I was skiing at Steamboat Springs a few weeks ago with a couple of my pals from Duke, and we stopped at the main street Starbucks to warm up with a decaf mocha frapuccino -- two pumps of caramel. You had on a North Face fleece and polarized Oakley's sunglasses. We chatted for a few minutes about our drinks and I called you out on having fake Oakley's or "Foakley's". My buddies keep chiding me to find the right girl and grow up, maybe you are the one?


----------



## Odin (Mar 27, 2015)

Raging Bird said:


> My buddies keep chiding me to find the right girl and grow up, maybe you are the one?

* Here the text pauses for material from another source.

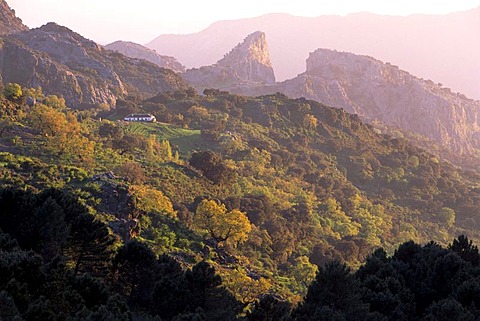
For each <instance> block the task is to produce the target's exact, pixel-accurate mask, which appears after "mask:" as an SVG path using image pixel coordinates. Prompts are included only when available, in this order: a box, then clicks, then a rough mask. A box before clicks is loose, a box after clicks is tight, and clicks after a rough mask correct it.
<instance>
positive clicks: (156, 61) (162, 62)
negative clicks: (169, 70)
mask: <svg viewBox="0 0 480 321" xmlns="http://www.w3.org/2000/svg"><path fill="white" fill-rule="evenodd" d="M104 48H105V49H108V50H112V51H116V52H119V53H121V54H123V55H125V56H127V57H130V58H136V59H144V60H147V61H150V62H151V63H154V64H156V65H157V66H159V67H162V68H168V69H171V70H173V71H175V72H177V73H181V72H185V66H183V65H182V64H181V63H180V62H178V60H177V59H175V58H174V57H169V56H163V55H160V54H158V53H157V52H156V51H155V50H152V49H149V48H147V47H144V46H142V45H140V44H137V43H134V42H129V41H115V42H113V43H111V44H108V45H106V46H105V47H104Z"/></svg>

Bwahah... If I had a dollar for everytime I've heard that... ::hilarious::


----------



## Kim Chee (Mar 27, 2015)

Is this what this is for? I've been doing it wrong.


----------



## drewski (Mar 27, 2015)

https://chicago.craigslist.org/chc/mis/4948371475.html

I walked into Binny's Friday night looking for something different and I found it. You were sampling delicious cider from Michigan while sporting a dashing cardigan, your wild pecan colored hair was held in place by a dapper looking cap & your hazel eyes were striking yet soft.
You said "hey girl wanna try some cider?"
I said "I've had cider in the past it was too sweet & it made promises never to leave but like all alcoholic beverages it did leave"
You said "You just haven't found the right cider yet girl, I've been hurt by alcoholic beverages too but sometimes you find the right one"
I tried the ginger peach which you described as having a rough exterior of ginger but a soft inside filled with peach juice. The totally roasted you described as something you can take home to your parents house during the holidays and would be well received. The blue gold you said paired well with judgmental college friends & over protective roommates who all think you pick out really bad alcoholic beverages. The apple was my favorite because it was simple yet unique like one night you could drink it at a fancy restaurant and the next night enjoy it at a dive bar. You told me how you could carry 3 cases up 2 flights of stairs which I totally believed after checking out your guns. I grabbed a couple four packs but I forgot to grab your phone number.
Will I ever see you again cider salesman with soft hands???


----------



## Kim Chee (Mar 27, 2015)

@Raging Bird moved to general banter


----------